[21.07] YATR

Dosaid maintainer, Full-Stack AI Engineer

Fake Can't Replace the Real

Why You Should Try the Real Data for Scene Text Recognition

In the field of Scene Text Recognition (STR), the majority of models rely heavily on synthetic data for training.

The standard approach is to begin with pre-training on synthetic data, and then either evaluate the model directly on validation datasets or fine-tune it using a small amount of real data before proceeding with evaluation.

Defining the Problem

There’s no denying the importance of real-world data. Synthetic data must be generated based on specific rules—such as selecting particular fonts, adding noise, or choosing backgrounds.

Where there are rules, there are exceptions. These exceptions are often things that synthetic data cannot cover, which can impact the model’s ability to generalize. In the real world, synthetic data is the exception; real data is the rule.

Would you trust a model's generalization ability if it’s trained on exceptions instead of the rule?

The authors of this paper argue that a combination of synthetic and real data provides the best training material for STR models.

Solving the Problem

Model Architecture

model architecture

The authors reference the approach used in WWWSTR:

[19.04] WWWSTR: Data and Model Analysis

However, they do not separate the last two stages; in this architecture, the final stage of text recognition incorporates both sequence modeling and the final prediction in a single step.

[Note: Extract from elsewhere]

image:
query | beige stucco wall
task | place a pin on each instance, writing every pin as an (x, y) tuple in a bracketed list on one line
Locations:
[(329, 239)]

For image rectification, the model employs the Thin Plate Spline (TPS) technique from ASTER:

[18.06] ASTER: An Attentional Scene Text Recognizer with Flexible Rectification

The TPS spatial transformation mechanism consists of three components:

Localization Network: First, it generates the spatial transformation parameters for the input image.
Grid Generator: Based on the predicted parameters, it creates a set of sampling grid points, marking the locations where the input image should be sampled, producing the transformed output.
Sampler: Using the grid and the input image, it generates the final output image.

The strength of TPS lies in its design, which doesn’t require character-level annotation, making it adaptable to various text recognition architectures. Its parameters can be learned in an end-to-end manner.

For the backbone, ResNeXt-101, a variant of ResNet with enhanced expressive capability, is used.

Finally, for the text recognition head, a 2D attention map with a GRU decoder is employed.

tip

Notably, this paper does not introduce any significant innovations in model architecture; the primary focus is instead on the training data.

Discussion

The Importance of Real Data

real data importance

The authors conducted training experiments using both synthetic and real datasets, keeping all conditions consistent: ResNeXt-101 as the backbone network, a case-insensitive training and testing mode, and no use of the TPS module in this experiment.

The results, shown in the table above, reveal that training exclusively with synthetic datasets fails to produce a robust text recognition model. Conversely, when training solely with real datasets, overall accuracy decreases. The authors suggest this might be due to the greater challenges posed by real-world datasets, indicating that models trained on real data may benefit from longer training cycles.

The best-performing combination was MJSynth + OpenImagesV5, which the authors identify as the optimal training dataset mix.

Testing with ViTSTR

To further validate the importance of real data, the authors experimented with ViTSTR, a Transformer-based text recognition model.

You can refer to our earlier discussion of ViTSTR:

[21.05] ViTSTR: Encoder-Only Model

Using both synthetic and real datasets for training, they obtained the following results:

ViTSTR

The results show that ViTSTR models trained with real datasets demonstrated a significant improvement across all metrics, with accuracy increasing by about 5% on each validation set. Although the original ViTSTR paper employed various data augmentation techniques, these were insufficient to offset the absence of real data.

Conclusion

Combining synthetic and real data enhances the generalization capabilities of text recognition models.

While this conclusion may seem intuitive, knowing the exact impact through empirical results is invaluable. If anyone asks, “Why use real data, and what specific difference does it make?” this paper provides a concrete, evidence-based answer.